It appears the latest COVID wave, dominated by the omicron variant, might be reaching its peak. That’s not all good news, however, as it means so many people are catching the virus that it’s running out of hosts to keep spreading it. The CDC released models Wednesday forecasting between 36,000 and 62,000 COVID-related deaths in the U.S. between now and Feb. 5. Acting FDA head Janet Woodcock told Congress that “most people are going to get COVID.”
Case levels in the U.S. have been hitting daily record highs since the highly contagious variant overtook delta as the most prevalent strain, and while “it’s going to come down as fast as it went up,” University of Washington health metrics sciences professor Ali Mokdad told the Associated Press, millions of Americans will still be infected on the downslope.
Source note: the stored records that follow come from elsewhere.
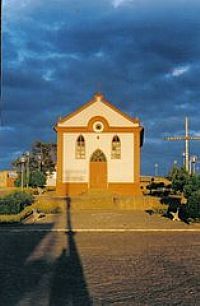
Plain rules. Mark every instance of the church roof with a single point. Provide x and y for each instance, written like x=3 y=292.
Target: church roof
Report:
x=98 y=97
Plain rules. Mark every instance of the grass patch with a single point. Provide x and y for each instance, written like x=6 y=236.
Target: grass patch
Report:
x=48 y=205
x=42 y=204
x=17 y=218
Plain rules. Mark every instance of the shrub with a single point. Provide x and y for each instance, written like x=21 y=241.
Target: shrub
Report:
x=37 y=179
x=15 y=202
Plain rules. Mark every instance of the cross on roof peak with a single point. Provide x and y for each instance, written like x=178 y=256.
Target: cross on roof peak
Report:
x=98 y=96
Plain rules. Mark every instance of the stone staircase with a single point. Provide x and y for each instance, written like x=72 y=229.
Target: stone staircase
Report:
x=97 y=199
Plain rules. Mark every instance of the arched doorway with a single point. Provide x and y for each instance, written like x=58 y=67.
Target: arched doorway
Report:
x=98 y=170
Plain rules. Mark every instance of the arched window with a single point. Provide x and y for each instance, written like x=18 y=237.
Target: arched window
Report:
x=80 y=147
x=116 y=148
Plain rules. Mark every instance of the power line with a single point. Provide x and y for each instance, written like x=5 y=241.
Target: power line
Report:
x=187 y=138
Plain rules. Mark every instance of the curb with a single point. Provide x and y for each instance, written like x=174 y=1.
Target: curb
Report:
x=77 y=230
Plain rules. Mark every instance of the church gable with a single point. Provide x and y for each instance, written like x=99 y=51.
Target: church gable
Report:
x=98 y=106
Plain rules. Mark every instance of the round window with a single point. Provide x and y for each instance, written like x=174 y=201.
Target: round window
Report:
x=98 y=127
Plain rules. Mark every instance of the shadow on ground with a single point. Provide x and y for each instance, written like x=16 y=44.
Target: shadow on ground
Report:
x=69 y=286
x=21 y=278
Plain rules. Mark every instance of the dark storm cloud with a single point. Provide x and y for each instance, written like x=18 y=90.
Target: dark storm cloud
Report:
x=143 y=55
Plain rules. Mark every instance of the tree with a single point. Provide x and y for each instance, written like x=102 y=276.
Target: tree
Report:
x=192 y=185
x=193 y=205
x=41 y=157
x=37 y=179
x=179 y=178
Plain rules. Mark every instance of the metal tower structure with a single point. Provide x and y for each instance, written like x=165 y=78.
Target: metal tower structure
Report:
x=187 y=138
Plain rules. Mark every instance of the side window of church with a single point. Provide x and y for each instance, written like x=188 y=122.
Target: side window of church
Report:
x=116 y=148
x=80 y=147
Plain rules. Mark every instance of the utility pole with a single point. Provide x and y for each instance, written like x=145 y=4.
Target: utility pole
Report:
x=187 y=138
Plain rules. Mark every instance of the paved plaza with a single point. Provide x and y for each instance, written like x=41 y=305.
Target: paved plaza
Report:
x=42 y=266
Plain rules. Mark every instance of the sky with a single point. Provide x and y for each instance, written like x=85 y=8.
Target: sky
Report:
x=143 y=55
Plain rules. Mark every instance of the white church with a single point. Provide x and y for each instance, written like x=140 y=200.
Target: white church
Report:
x=98 y=147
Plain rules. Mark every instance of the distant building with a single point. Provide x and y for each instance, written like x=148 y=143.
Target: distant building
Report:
x=98 y=147
x=7 y=178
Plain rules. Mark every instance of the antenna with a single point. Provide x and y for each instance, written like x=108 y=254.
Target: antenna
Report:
x=187 y=138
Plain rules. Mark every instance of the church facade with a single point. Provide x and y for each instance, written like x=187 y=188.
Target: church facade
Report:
x=98 y=147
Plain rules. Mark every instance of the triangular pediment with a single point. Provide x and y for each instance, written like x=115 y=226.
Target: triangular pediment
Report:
x=98 y=106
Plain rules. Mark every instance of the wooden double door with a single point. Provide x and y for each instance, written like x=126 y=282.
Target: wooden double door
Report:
x=98 y=170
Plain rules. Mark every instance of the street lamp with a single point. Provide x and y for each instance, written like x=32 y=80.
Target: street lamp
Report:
x=27 y=154
x=39 y=158
x=22 y=162
x=156 y=169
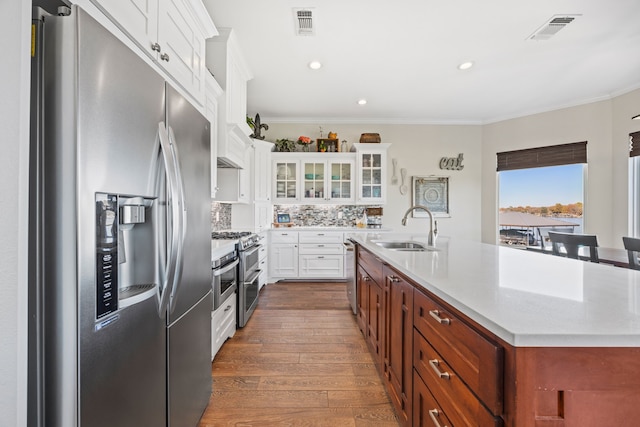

Mokdad and his colleagues’ model projects that Jan. 19 will be the peak of the omicron wave, with new confirmed daily cases reaching 1.2 million before heading back down “simply because everybody who could be infected will be infected.” The true number of daily cases is likely much higher than the number of confirmed positive tests, as testing shortages, asymptomatic carriers, and people simply opting not to test factor in.
More contagious than previous variants, omicron appears to make the infected symptomatic more quickly (three days after infection, on average), with some people showing symptoms the day after catching it. As with earlier variants, people who don’t show symptoms carry a lower viral load and it is more difficult to determine how infectious they might be, or when, the CDC said.
In South Africa, where omicron was first identified, the wave crested and fell in about a month, and the U.K. appears to have hit its omicron peak, with confirmed cases down 30% from last week.
The good news is that the omicron wave could push COVID to become endemic, affecting only particularly vulnerable groups of the population, perhaps seasonally, rather than pandemic. The bad news is before that happens there’s a big risk of hospital systems being overrun and essential services will have difficulty operating with so many frontline workers out sick.
“At the end of this wave, far more people will have been infected by some variant of COVID,” Lauren Ancel Meyers, director of the University of Texas COVID-19 Modeling Consortium told the AP. “At some point, we’ll be able to draw a line — and omicron may be that point — where we transition from what is a catastrophic global threat to something that’s a much more manageable disease.”